Однажды в промозглом лагерном сортире, посреди желтоговенных сталагмитов, попалась мне на глаза почти не смятая страничка из какого-то редчайшего в те времена глянцевого журнала. Как я понял, это была страница, вырванная из номера «Америки», журнала неясно как в сортир попавшего.
Вот так я прочитал в полутьме и в миазмах, почти нейтрализованных морозом, нобелевскую речь Фолкнера.
Это был один из самых замечательных моментов в той моей, молодой, да и в последующей жизни тоже. На мгновенье перестала для меня существовать морозная зима, вечная недожираловка, подневольный труд – в душе зазвучала вдохновенная музыка фразы великого писателя: «ЧЕЛОВЕК НЕ ТОЛЬКО ВЫСТОИТ – ОН ПОБЕДИТ». Она и определила отношение ко всему, выпавшему на мою долю.
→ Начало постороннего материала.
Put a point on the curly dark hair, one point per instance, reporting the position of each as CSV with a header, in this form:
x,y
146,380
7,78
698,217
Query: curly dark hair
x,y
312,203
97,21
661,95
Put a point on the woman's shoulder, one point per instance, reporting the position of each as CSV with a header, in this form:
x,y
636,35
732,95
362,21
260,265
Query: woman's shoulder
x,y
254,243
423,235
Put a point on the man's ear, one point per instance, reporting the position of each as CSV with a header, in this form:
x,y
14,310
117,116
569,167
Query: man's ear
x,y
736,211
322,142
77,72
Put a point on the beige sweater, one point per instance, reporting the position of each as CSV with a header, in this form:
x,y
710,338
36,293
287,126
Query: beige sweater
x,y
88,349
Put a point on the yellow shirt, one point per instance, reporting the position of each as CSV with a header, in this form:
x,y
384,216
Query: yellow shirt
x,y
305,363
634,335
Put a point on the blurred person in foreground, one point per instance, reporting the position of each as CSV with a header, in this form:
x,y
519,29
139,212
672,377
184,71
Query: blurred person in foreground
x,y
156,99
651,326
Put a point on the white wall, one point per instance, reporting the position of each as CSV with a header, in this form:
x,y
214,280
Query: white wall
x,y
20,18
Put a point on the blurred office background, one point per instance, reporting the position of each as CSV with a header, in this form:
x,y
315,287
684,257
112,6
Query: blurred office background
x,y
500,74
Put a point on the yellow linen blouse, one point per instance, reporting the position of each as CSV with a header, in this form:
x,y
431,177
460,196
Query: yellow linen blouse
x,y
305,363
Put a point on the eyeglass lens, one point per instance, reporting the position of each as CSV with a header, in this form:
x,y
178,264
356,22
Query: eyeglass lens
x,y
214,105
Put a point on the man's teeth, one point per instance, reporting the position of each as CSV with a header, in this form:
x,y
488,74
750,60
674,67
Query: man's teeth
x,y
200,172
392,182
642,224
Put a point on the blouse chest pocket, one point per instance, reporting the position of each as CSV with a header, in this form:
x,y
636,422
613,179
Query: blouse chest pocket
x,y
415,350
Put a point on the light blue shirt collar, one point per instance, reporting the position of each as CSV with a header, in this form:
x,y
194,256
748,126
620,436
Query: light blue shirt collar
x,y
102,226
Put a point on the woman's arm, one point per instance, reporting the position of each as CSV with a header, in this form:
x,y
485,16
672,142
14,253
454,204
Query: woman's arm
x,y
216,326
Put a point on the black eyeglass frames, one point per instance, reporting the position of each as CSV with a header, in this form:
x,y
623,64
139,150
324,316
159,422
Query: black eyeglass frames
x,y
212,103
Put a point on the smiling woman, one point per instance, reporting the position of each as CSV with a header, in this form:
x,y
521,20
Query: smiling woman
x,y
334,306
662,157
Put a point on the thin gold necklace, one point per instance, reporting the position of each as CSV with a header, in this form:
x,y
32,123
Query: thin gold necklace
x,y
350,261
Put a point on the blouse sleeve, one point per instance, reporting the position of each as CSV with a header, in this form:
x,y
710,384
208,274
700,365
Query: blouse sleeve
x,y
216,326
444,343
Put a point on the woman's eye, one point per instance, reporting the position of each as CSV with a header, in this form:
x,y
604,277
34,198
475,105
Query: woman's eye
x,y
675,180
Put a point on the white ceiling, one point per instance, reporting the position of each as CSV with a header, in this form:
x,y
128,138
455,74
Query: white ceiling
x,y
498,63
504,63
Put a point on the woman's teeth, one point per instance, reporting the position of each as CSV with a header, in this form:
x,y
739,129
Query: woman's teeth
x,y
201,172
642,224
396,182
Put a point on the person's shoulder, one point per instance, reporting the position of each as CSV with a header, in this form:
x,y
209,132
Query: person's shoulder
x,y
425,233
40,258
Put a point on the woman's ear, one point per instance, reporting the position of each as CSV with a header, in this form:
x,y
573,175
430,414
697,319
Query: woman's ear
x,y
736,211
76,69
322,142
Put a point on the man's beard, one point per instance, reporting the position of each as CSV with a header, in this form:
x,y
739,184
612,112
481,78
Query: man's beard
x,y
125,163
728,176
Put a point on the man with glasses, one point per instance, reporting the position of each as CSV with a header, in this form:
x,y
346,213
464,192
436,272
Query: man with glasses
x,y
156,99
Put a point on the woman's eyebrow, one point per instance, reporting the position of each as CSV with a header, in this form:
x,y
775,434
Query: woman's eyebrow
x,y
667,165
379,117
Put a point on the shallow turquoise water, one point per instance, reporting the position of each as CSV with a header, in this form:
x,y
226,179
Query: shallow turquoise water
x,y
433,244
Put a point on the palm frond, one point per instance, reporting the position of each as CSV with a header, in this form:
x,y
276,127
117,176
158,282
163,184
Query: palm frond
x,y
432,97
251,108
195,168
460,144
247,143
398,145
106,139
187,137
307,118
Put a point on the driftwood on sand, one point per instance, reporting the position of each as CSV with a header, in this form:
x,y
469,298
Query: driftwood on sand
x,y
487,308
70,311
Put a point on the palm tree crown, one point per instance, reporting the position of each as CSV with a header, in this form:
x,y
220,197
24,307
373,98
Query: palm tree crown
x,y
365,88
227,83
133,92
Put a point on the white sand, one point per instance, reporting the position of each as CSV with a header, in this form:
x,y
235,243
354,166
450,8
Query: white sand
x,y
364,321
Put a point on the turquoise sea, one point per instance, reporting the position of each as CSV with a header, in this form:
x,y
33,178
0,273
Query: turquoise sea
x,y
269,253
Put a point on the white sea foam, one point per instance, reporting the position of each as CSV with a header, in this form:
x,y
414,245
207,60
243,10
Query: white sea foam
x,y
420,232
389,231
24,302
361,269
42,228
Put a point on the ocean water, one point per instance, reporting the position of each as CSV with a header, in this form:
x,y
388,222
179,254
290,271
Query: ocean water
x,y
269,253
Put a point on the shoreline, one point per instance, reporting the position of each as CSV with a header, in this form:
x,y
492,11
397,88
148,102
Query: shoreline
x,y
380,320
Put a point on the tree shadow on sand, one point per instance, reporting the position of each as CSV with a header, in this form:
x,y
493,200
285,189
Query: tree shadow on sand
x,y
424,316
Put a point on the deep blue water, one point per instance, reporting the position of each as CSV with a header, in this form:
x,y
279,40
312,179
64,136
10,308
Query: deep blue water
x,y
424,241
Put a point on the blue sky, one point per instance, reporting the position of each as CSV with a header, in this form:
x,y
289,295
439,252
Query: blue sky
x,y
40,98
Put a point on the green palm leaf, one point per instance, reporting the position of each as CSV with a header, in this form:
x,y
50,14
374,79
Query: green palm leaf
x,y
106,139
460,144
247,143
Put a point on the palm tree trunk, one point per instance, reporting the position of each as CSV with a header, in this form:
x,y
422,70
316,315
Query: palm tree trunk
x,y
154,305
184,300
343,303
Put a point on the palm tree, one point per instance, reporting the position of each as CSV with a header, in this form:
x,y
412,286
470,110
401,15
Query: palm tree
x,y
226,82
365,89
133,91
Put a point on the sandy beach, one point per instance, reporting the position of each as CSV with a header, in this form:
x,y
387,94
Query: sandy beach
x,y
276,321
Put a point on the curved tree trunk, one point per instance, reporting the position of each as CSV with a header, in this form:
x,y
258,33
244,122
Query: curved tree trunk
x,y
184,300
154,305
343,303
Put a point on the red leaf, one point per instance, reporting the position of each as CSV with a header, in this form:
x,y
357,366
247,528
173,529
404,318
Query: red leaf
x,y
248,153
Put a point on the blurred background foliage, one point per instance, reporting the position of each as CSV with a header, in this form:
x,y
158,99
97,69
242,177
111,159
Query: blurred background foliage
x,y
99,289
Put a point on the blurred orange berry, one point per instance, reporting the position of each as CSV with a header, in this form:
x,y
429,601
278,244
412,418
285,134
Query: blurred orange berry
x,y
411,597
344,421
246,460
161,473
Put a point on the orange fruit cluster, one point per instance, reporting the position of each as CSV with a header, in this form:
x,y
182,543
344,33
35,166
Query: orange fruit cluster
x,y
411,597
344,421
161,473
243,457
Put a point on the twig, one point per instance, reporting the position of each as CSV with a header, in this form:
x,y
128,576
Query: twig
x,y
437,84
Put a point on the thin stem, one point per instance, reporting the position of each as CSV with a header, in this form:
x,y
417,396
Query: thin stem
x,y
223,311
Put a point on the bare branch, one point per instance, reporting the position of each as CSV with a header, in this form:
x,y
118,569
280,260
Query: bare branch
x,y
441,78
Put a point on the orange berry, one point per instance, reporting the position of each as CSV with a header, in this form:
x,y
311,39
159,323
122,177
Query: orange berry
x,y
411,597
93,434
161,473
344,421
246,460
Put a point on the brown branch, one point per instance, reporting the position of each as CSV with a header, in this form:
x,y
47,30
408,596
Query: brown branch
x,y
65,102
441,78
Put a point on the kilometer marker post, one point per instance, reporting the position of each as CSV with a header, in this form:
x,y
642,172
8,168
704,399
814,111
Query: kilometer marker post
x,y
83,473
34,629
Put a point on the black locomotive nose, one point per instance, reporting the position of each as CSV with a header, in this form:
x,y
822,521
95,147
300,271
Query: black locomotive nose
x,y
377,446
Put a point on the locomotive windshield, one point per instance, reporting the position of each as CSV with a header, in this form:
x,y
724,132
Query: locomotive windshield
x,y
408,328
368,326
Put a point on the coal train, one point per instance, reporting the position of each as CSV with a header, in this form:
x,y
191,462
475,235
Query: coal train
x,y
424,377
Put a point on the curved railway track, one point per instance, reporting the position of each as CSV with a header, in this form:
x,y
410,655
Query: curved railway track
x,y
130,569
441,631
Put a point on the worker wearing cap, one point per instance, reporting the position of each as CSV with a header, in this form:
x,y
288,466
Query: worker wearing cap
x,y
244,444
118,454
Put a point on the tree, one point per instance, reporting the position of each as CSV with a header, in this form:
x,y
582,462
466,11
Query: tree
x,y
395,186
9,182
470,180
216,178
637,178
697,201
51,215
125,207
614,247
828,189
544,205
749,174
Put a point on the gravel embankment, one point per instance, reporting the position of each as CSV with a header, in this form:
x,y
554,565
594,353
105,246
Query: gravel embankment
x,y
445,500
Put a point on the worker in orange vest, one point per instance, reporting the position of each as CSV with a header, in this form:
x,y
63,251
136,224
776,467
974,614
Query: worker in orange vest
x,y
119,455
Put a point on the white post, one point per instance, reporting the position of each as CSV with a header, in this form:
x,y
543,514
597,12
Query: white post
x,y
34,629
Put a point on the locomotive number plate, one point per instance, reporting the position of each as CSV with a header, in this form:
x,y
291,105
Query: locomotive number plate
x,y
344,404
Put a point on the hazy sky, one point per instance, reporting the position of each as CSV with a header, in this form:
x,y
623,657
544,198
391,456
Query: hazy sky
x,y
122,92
Главное, я почувствовал наличие в своем существе духа такой божественной свободы, которая неподвластна ни одной из тираний, ни одному из оскорбительных для личности человека колючепроволочных ограничений, ни цензуре, ни прочим видам зависимости человека от любых внешних сил, враждебных его изначально свободному, полагаю, богоподобному духу.
С этим чувством живу по сей день, но не знаю, как бы я высказался насчет лагерного опыта, оказавшись в условиях, в которых пришлось мантулить и тянуть за сроком срок Шаламову, одному из многих известных и неизвестных героев нашего времени, – не знаю, ей-богу, не знаю.
Как угодно понимай, но я пытаюсь в своей жизни отвечать на вопросы, никогда не задаваемые ни ею, ни мною самому себе, что необыкновенно занимательно, временами именуется судьбой и требует от человека безраздумно доверчивой подчиненности велениям ее постоянно безмолвного гласа.
А что касается «нового поколения россиян», то все, что мог сказать, я сказал в своих сочинениях, если, конечно, они окажутся достойными внимания потомков, а чтение книг все еще будет считаться одной из добродетелей человека, остающегося культурным. Кроме того, не высказаться лучше, чем Пастернак: но нужно ни единой долькой не отступаться от лица, а быть живым, живым и только, живым и только – до конца.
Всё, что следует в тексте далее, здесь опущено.